Gambling addiction brings agencies together

Responsible Gambling Awareness Week community dialogue

Gambling is here to stay in the community and so are the benefits and challenges.

The Responsible Gambling Awareness Week Community Dialogue brought together representatives of service agencies to discuss what the community response could and should be.

Janice Mercredi, problem gambling support specialist, who provides individual and family counseling in the North Okanagan and an instructor in the schools of social work for UBC-O and Thompson Rivers University, outlined how problem gambling develops.

“Many people who win big early develop unrealistic expectations,” she said. “Another influence is the feeling of self-worth when winning. Others use gambling to escape from loneliness or boredom. The problems start when gambling is taking time from family, work and other responsibilities, and it is affecting their mental and physical health, as well as their finances.”

The person who is gambling may find themselves spending more time gambling and thinking about gambling, placing more and larger bets, lying to get more money for gambling or in a “brown-out” or “space out” losing track of time and surroundings while gambling.

There are different types of problem gamblers. The normal problem gambler might have selective memory only about winning, have magical thinking that there are special times to gamble, or that they have developed a unique system to win.

The emotionally vulnerable problem gambler is usually someone who has difficulty managing the stresses of daily life and finds gambling is mood altering so that they don’t have to think about their problems.

Biologically based problem gamblers have issues with impulse control and may also have attention deficit disorder.

“The progression of problem gambling follows a general pattern,” said Mercredi.

“If people start with a winning streak and then start losing, they may cut down or quit. Others continue despite the negative consequences, including money problems. One complexity of gambling is that it is different from other addictions in that it has an element of invisibility and family friends may not be aware until there is a financial crisis.”

When people reach a sense of desperation and hopelessness with their gambling, they may come for help.

Mercredi, who can be reached through the toll free line, provides free and confidential counseling, helping clients set individual goals to learn responsible gambling or to stop completely.

Paul W. Smith, director corporate social responsibility, BC Lotteries Corporation (BCLC), spoke about how the corporation developed its program to inform people about gambling as a legitimate form of adult entertainment and problem gambling.

“BC Lotteries Corporation encourages people to take advantage of the services that are provided,” he said.

A survey done in casinos showed varying opinions, with many people who believed that the government should take some responsibility, while others thought adults should be responsible for their own actions, and most agreed there should be more awareness and information.

The BCLC approach in the GameSense program is to provide GameSense advisors in  the 17 B.C. casinos who give information and suggestions about gaming and resources for people who want to regulate their own gambling.

Dwayne Nittel, prevention specialist BC Responsible & Problem Gambling Program, provides prevention education for school, parents and community groups.

“People gamble for fun, entertainment, escape and to win.

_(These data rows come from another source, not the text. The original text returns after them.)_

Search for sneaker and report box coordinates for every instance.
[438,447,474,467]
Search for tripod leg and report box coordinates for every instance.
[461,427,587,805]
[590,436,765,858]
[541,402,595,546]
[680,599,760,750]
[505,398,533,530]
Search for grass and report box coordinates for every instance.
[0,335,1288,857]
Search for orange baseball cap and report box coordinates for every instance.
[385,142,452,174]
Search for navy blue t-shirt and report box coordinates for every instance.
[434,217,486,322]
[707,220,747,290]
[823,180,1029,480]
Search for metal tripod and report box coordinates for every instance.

Gambling impacts a person’s time, money, energy and attitude and if these are kept in balance, there will be no problem. Gambling should be just one of the recreational activities you choose to do with your time.”

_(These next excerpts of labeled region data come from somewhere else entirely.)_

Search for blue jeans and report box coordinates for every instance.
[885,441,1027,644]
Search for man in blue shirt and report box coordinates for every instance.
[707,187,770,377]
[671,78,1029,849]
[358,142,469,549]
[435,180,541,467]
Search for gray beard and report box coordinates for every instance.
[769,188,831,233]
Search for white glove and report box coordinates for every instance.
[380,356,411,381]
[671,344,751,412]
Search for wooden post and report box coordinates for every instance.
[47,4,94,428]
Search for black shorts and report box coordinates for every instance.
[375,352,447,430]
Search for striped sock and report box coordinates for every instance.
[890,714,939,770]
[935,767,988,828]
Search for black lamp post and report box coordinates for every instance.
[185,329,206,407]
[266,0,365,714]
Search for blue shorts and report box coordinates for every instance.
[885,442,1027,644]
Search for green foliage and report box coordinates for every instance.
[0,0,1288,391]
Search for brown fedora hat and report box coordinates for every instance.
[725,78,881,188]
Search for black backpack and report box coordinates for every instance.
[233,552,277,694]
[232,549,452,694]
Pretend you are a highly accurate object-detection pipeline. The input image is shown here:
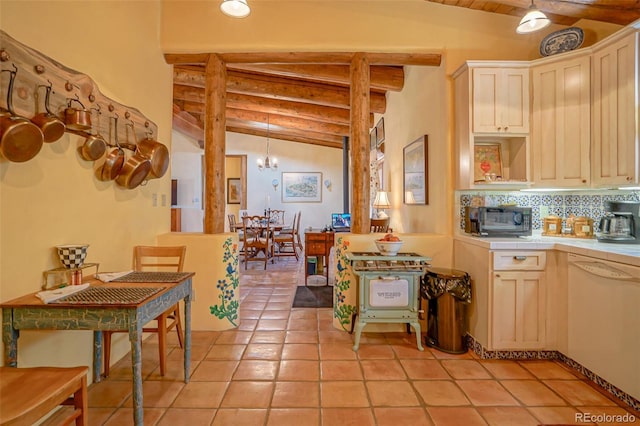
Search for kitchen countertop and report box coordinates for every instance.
[454,232,640,266]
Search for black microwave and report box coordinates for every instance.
[464,206,531,237]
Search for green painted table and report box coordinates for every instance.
[0,273,195,425]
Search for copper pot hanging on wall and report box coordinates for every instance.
[31,82,66,143]
[0,65,44,163]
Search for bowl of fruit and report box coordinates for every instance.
[375,234,403,256]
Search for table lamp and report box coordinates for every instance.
[373,191,391,219]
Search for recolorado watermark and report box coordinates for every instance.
[575,413,638,423]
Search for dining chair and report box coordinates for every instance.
[102,246,187,377]
[242,216,274,270]
[273,212,300,260]
[371,217,389,232]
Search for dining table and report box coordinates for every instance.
[0,272,195,426]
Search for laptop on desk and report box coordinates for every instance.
[331,213,351,232]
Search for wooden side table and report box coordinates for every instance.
[304,231,335,285]
[0,367,89,425]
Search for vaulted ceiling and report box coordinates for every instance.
[165,0,640,148]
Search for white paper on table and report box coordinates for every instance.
[36,283,89,304]
[96,270,133,283]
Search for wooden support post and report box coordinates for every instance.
[204,54,227,234]
[350,53,370,234]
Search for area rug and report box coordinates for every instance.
[293,285,333,308]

He mentioned some of the myths that some gamblers believe: I have my lucky charm; the hot slots are near the door; I feel lucky; I’m due for a win; you have to keep playing to win; and I have a system.

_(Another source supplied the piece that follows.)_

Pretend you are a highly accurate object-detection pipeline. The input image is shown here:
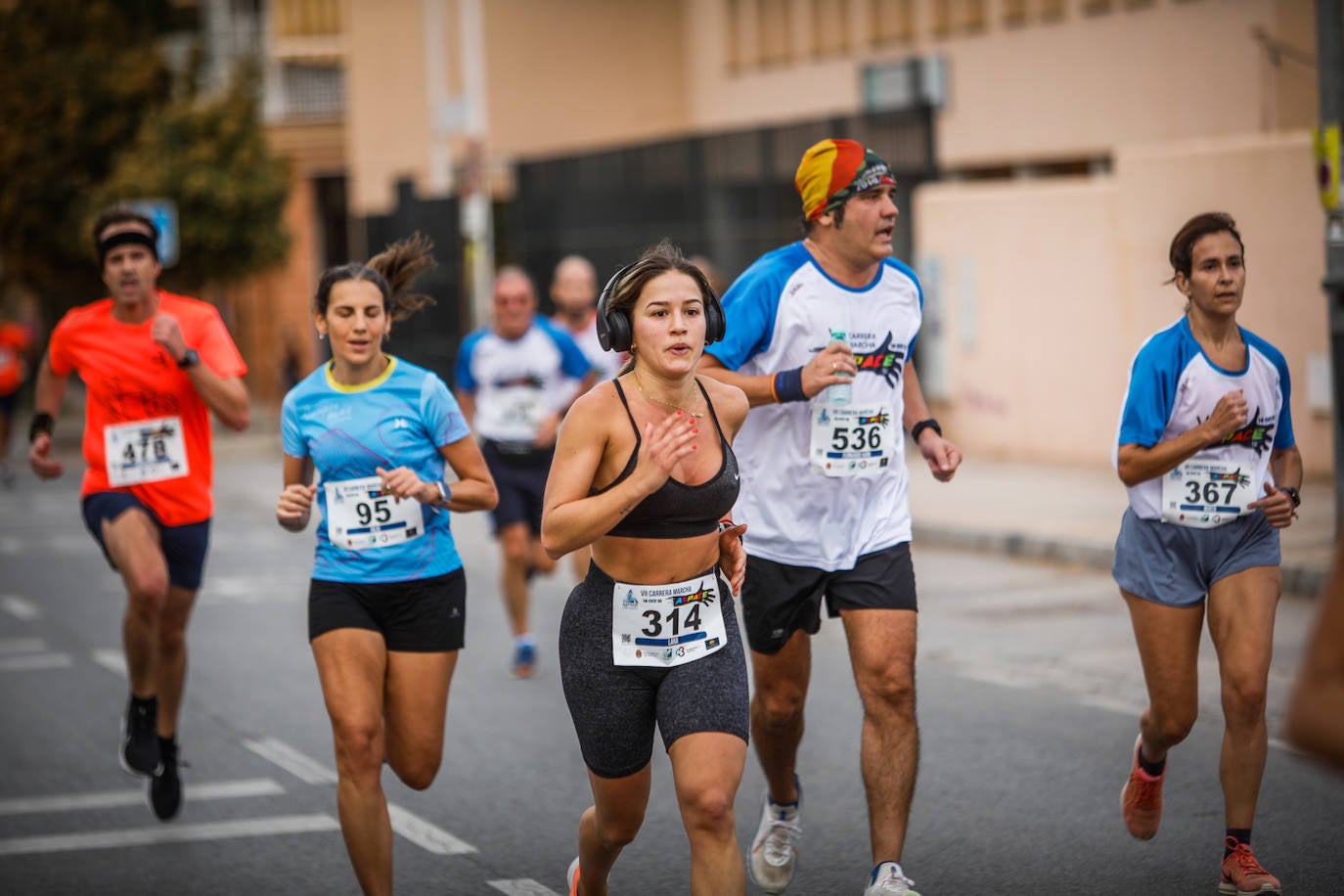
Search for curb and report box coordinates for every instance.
[914,522,1329,598]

Research shows that while seniors often visit casinos, they tend to come more for the safe, comfortable atmosphere and the socializing, and are less likely to develop problem gambling. The most at-risk group is 18-35-year-olds, who are more likely to take risks in all areas of their lives.


Smith said parents don’t often think of gambling as something their children might be involved in as there are so many concerns but 45 per cent of youth say they have gambled in the past year and parents should talk with them about it and be good role models.